YAML schemas provide a clean, readable way to define your data structures in external files. This approach separates your schema definitions from your code, making it easier to manage complex data models.

Schema Definition

YAML schemas use a hierarchical structure where: - Each YAML file defines one schema/table - Field definitions include types and descriptions - Special keys like __table_description__ provide metadata - Foreign keys can be defined using multiple methods

Here are examples of YAML schema files for an inventory management system:

Supplier Schema (supplier.yml)

__table_description__: Suppliers who provide products to the inventory system

id:
  type: number
  description: Unique identifier for the supplier
  constraints:
    primary_key: true

company_name:
  type: text
  description: Name of the supplier company
  constraints:
    unique: true
    max_length: 200

contact_name:
  type: text
  description: Name of the primary contact person at the supplier
  constraints:
    max_length: 100

email:
  type: email
  description: Email address for the supplier
  constraints:
    unique: true
    max_length: 150

phone:
  type: text
  description: Phone number for the supplier
  constraints:
    max_length: 30

address:
  type: text
  description: Physical address of the supplier
  constraints:
    max_length: 300

website:
  type: text
  description: Supplier's website URL
  constraints:
    max_length: 200

payment_terms:
  type: text
  description: Payment terms for this supplier (e.g., Net 30, Net 60)

Category Schema (category.yml)

__table_description__: Product categories in the inventory system

id:
  type: number
  description: Unique identifier for the category
  constraints:
    primary_key: true

name:
  type: text
  description: Name of the category
  constraints:
    unique: true
    max_length: 100

description:
  type: text
  description: Description of the category and what types of products it contains
  constraints:
    max_length: 1000

parent_id:
  type: number
  description: Reference to the parent category (for hierarchical categories), indicate 0 if it is a parent category

Product Schema (product.yml)

__table_description__: Products in the inventory management system

id:
  type: number
  description: Unique identifier for the product
  constraints:
    primary_key: true

name:
  type: text
  description: Name of the product
  constraints:
    unique: true
    max_length: 150

category_id:
  type: foreign_key
  description: Reference to the product category
  references:
    schema: Category
    field: id

sku:
  type: text
  description: Stock Keeping Unit - unique product identifier
  constraints:
    unique: true
    max_length: 50

price:
  type: number
  description: Current price of the product in USD

Schema Directory Structure

For an inventory management system, you might structure your YAML schemas as follows:

schema_files/yaml/
├── supplier.yml
├── category.yml
├── product.yml
└── inventory.yml

Foreign Key Handling

YAML schemas support three methods for defining foreign key relationships:

category_id:
  type: foreign_key
  description: Reference to the product category
  references:
    schema: Category
    field: id

2. Using the __foreign_keys__ Special Section

__foreign_keys__:
  category_id: [Category, id]  # product.category_id references category.id

Code Example

Here's how to use YAML-based schemas with the SyntheticDataGenerator:

from syda.generate import SyntheticDataGenerator
from syda.schemas import ModelConfig
from dotenv import load_dotenv
import os
import random
import datetime

# Load environment variables from .env file
load_dotenv()

# Create a generator instance
model_config = ModelConfig(
    provider="anthropic",
    model_name="claude-3-5-haiku-20241022",
    temperature=0.7,
    max_tokens=8192
)
generator = SyntheticDataGenerator(model_config=model_config)

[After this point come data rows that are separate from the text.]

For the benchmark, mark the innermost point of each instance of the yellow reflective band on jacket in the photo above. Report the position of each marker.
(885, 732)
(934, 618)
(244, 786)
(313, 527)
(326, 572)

# Define paths to schema files
schema_dir = "schema_files/yaml"
schemas = {
    "Supplier": os.path.join(schema_dir, "supplier.yml"),
    "Category": os.path.join(schema_dir, "category.yml"),
    "Product": os.path.join(schema_dir, "product.yml"),
    "Inventory": os.path.join(schema_dir, "inventory.yml")
}

# Define custom prompts
prompts = {
    "Supplier": """Generate diverse suppliers for an inventory system.
        Include international suppliers with varied payment terms.
        Create a mix of large established vendors and smaller specialty suppliers.""",

    "Category": """Generate product categories for an inventory system.
        Include both parent categories and subcategories.
        Use realistic department store or e-commerce categories.""",

    "Product": """Generate diverse products across different categories.
        Include realistic prices, SKUs, and descriptions.
        Generate both popular and niche products.""",

    "Inventory": """Generate inventory records for products in a warehouse.
        Include varying quantities, locations, and last check dates.
        Create realistic batch numbers and some expiry dates."""
}

# Define sample sizes
sample_sizes = {
    "Supplier": 10,      # Base entities
    "Category": 12,      # Categories for products
    "Product": 25,       # Products across categories from suppliers
    "Inventory": 35,     # Inventory records for products (some products have multiple records)
}

# Define custom generators for specific schema fields
# NOTE: Custom generators are OPTIONAL. The AI will generate reasonable values for most fields
# using the schema descriptions. Custom generators give you precise control for fields where
# you need specific distributions or formatting.
def supplier_active_generator(row, col):
    return random.choices([True, False], weights=[0.8, 0.2])[0]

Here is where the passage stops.